All Creation rules require some sort of criteria to match against an alert. Should you wish every alert to match a particular rule, the usual approach would be to set the filter to 'Alert ID is not empty' as there should be no real alert that fails to match this condition (though does allow you the flexibility to test Creation Rules in isolation).

• Record Type - The type of record that you would like to create. Options currently include:

  • Incident (Default)

  • Problem

  • Change Request

  • Change Task

  • Service Task

  • Catalog Task

  • Task

• Caller - The caller associated with the created record

  • Defaults to your service account

• Contact Type - The contact type of your created record

• Category - The category of your created record

• Subcategory - The subcategory of your created record (depends on Category)

• Automatically Map CI - If Enabled attempt to match to Configuration Items automatically

  • Requires our Discovery product

  • Further information is available here

• Configuration Item/Fallback Configuration Item - A statically defined configuration item

  • When Automatically Map CI is not enabled this will apply to every record created by this rule

  • When Automatically Map CI is enabled this will apply if a matching CI cannot be found

• Impact - The impact level of your created record

• Urgency - The urgency level of your created record

• Assignment Group - The group that this record will be assigned to

• Assigned to - The user that this record will be assigned to

  • If Assignment Group is set the Assigned to field will scope to members of that group

• Company - The company that this record will be assigned to

  • If using Domain separation this is an easy way of tagging the required domain

1. Log in to ServiceNow, search for “Cookdown“ and select 'Creation Rules'

2. Select 'New'

3. Set a Name

   1. This should be concise but descriptive

4. Tick the 'Active' checkbox

5. Set a Processing Order

   1. For example 50

6. Set an Alert Condition

   1. 'Alert Id is not empty' is a great way of selecting all alerts

   2. 'Resolution State is not Closed' is a great way of testing filtering

7. Under ‘Incident / Task Creation’ set the Record Type to 'Incident'

8. Set an Assignment Group and/or Assigned To value

   1. For testing purposes, we recommend assigning to yourself to minimize any impact

1. Name - SQL Alerts

2. Active - True

3. Processing Order - 10

4. Alert Condition - [Monitoring Object Display Name] [contains] [SQL]

5. Record Type - Incident

6. Configuration Item - MSSQLSERVER

7. Assignment Group - SQL Team

The rest of the properties are left in their default state.

1. Name - Generic Infrastructure

2. Active - True

3. Processing Order - 50

4. Alert Condition - [Alert Id] [Is not empty]

5. Record Type - Incident

6. Configuration Item - Infrastructure Services

7. Assignment Group - Infrastructure Triage Team

The rest of the properties are left in their default state.

Wait Rule: Unless this box is checked, the rule is a Creation Rule. Check this box to make the wait rule. Doing this will disable Advanced Creation and Advanced Updates scripting options and remove Configuration Item and Assignment Group options (as they don't apply to wait rules)

Name: the name of the wait rule you are creating

Alert Condition: The condition that an incoming SCOM alert must meet to match this rule. The conditions available are the same as those for Creation Rules.
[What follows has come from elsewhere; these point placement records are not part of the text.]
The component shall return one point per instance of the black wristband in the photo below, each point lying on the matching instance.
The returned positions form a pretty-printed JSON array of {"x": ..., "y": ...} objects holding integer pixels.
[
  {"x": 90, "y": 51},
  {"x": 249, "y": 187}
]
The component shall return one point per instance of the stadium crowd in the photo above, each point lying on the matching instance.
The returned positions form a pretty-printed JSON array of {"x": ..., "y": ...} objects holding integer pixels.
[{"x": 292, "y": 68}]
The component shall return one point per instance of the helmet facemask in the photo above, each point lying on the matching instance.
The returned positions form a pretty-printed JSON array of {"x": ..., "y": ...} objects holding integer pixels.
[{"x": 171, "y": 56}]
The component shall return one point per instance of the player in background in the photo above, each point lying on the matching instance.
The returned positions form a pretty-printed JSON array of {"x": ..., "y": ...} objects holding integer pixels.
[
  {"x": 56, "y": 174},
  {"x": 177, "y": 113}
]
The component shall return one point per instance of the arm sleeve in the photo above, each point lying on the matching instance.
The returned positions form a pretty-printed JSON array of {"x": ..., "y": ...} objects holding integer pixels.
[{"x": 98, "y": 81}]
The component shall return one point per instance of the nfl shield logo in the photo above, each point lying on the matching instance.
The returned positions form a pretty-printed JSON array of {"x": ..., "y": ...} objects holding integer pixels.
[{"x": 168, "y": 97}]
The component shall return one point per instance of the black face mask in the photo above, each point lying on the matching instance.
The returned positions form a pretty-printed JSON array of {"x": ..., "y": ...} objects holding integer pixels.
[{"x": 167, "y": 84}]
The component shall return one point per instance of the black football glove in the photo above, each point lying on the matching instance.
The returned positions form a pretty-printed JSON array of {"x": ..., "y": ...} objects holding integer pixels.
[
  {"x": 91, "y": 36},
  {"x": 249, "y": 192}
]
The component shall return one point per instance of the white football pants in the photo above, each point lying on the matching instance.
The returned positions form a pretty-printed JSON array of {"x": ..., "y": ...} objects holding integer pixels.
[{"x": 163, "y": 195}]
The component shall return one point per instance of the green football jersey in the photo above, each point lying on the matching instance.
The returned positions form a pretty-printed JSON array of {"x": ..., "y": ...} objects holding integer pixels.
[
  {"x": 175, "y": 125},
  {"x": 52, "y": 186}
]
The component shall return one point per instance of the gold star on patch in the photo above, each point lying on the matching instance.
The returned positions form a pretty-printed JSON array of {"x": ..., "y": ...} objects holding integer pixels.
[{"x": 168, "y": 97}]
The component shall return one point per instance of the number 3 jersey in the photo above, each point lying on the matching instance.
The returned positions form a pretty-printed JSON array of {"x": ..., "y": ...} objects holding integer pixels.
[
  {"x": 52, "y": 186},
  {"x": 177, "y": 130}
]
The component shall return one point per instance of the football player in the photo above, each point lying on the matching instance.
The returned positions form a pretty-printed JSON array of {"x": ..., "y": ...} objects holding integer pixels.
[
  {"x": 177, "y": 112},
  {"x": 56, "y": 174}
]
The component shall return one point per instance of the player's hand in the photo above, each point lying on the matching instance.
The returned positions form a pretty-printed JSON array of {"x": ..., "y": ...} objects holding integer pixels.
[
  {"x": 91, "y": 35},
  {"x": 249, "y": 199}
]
Wait Duration: How long the SCOM alert should be held before being evaluated against other rules on a lower priority (processing order)

Description: A friendly description of the Wait Rule

Active: Specifies whether this Rule is active or not (default is inactive)

Processing order: The order that this Rule is processed. Lower numbered rules are processed first (IE 1 is the highest priority), an alert can flow through a single wait rule only before hitting a Creation Rule. ServiceNow will not process lower priority rules once it has found a match on a higher priority one.